By Ewan Day-Collins
22nd December, 2011
Luis Suarez has been handed an eight match ban and a £40,000 fine by the FA this week for racially abusing Patrice Evra in a heated match between Liverpool and Manchester United. Yet, Liverpool FC, on their website, claim that not only will they stand by Suarez’s claim of not guilty, but they believe to have a found a potential issue in the evidence of the proceedings.
Liverpool, in a statement issued on Tuesday night, proclaim: “We find it extraordinary that Luis (Suarez) can be found guilty on the word of Patrice Evra alone when no-one else on the field of play – including Evra’s own Manchester United team mates and all the match officials – heard the alleged conversation between the two players”.

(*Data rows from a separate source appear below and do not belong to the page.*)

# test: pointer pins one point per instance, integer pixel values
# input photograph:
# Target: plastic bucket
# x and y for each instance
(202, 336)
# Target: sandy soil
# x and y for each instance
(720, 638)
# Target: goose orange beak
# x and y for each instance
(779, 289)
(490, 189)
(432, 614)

It is this problem that Liverpool will seek to exploit, desperate to retain their profligate goal scorer for the eight matches that his ban details. Of course, it may well not defend or prove Suarez’s innocence but, if they are correct, it could jeopardise the whole case for the FA.

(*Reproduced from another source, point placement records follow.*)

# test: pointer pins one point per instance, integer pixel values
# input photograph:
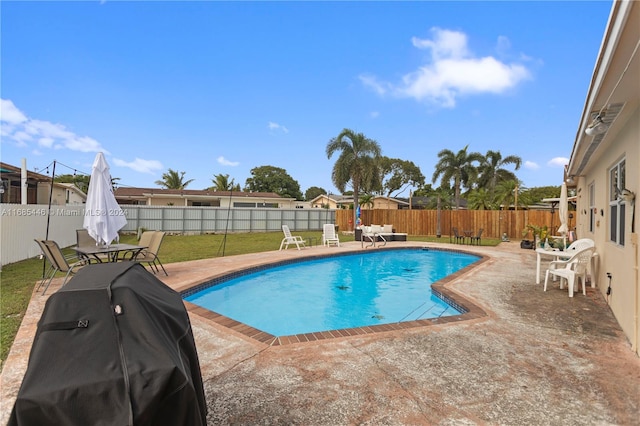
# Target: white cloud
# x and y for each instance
(10, 113)
(225, 162)
(140, 165)
(558, 162)
(451, 71)
(277, 127)
(370, 81)
(23, 131)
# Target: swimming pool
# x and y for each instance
(337, 292)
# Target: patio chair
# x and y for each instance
(475, 239)
(329, 235)
(152, 240)
(290, 239)
(58, 263)
(570, 269)
(457, 236)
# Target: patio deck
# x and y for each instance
(537, 358)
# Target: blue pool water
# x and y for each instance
(337, 292)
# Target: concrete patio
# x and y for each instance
(535, 358)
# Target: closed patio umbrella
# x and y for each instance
(563, 210)
(103, 217)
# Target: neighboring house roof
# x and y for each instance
(393, 200)
(338, 199)
(7, 171)
(143, 193)
(613, 87)
(71, 187)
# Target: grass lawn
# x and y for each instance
(17, 280)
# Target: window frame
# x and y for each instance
(617, 206)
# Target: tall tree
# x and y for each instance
(506, 194)
(480, 199)
(398, 175)
(173, 180)
(358, 156)
(366, 200)
(491, 170)
(273, 179)
(457, 168)
(222, 183)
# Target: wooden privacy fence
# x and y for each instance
(494, 223)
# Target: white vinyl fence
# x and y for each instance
(21, 224)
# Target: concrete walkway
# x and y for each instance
(536, 358)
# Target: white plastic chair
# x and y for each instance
(570, 269)
(290, 239)
(329, 235)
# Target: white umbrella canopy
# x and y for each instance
(563, 210)
(103, 217)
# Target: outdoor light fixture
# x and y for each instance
(596, 127)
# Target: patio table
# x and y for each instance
(112, 251)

Surely it sets a dangerous precedent if no secondary evidence is required to testify the declaration that a man could be found guilty of such a heinous crime. Despite Evra’s chequered past - his own integrity having previously been questioned by the FA after an altercation with a Chelsea grounds man, who was found to have no case to answer – this should bear no relevance to this current case. But the fact, according to Liverpool FC’s statement, that no definitive proof was provided and that Evra even stated that Suarez is “not a racist” seems less than conclusive.
I am all for the emphatic and unequivocal stand against racism that the independent panel made on Tuesday night. But, I am not for the integrity of a man being taken into account in a hearing such as this. Character judgements should not be made and, if found guilty, it should be with definitive and unquestionable evidence from a secondary source. Evra’s word, if this is the foundations of the decision, appears not to be a reliable source of evidence – no more so than hundreds of partisan Kop fans.
We have not been granted access to the wide range of camera angles that the panel had available. However, from the shots we have seen there appears no obvious racist slur – not as clear as that of John Terry who will faces a criminal court proceeding into alleged racist abuse towards Anton Ferdinand. I would be tentative about branding Suarez a racist for life on, according to Liverpool FC, biased evidence.
If Suarez is guilty he deserves all the punishment he can receive – an eight match ban the minimum he should be allocated. Yet, unless an incontestable piece of proof arises – Evra’s word not being that – this stand on racism is false. We cannot afford mistakes with the consequences being of this magnitude and importance.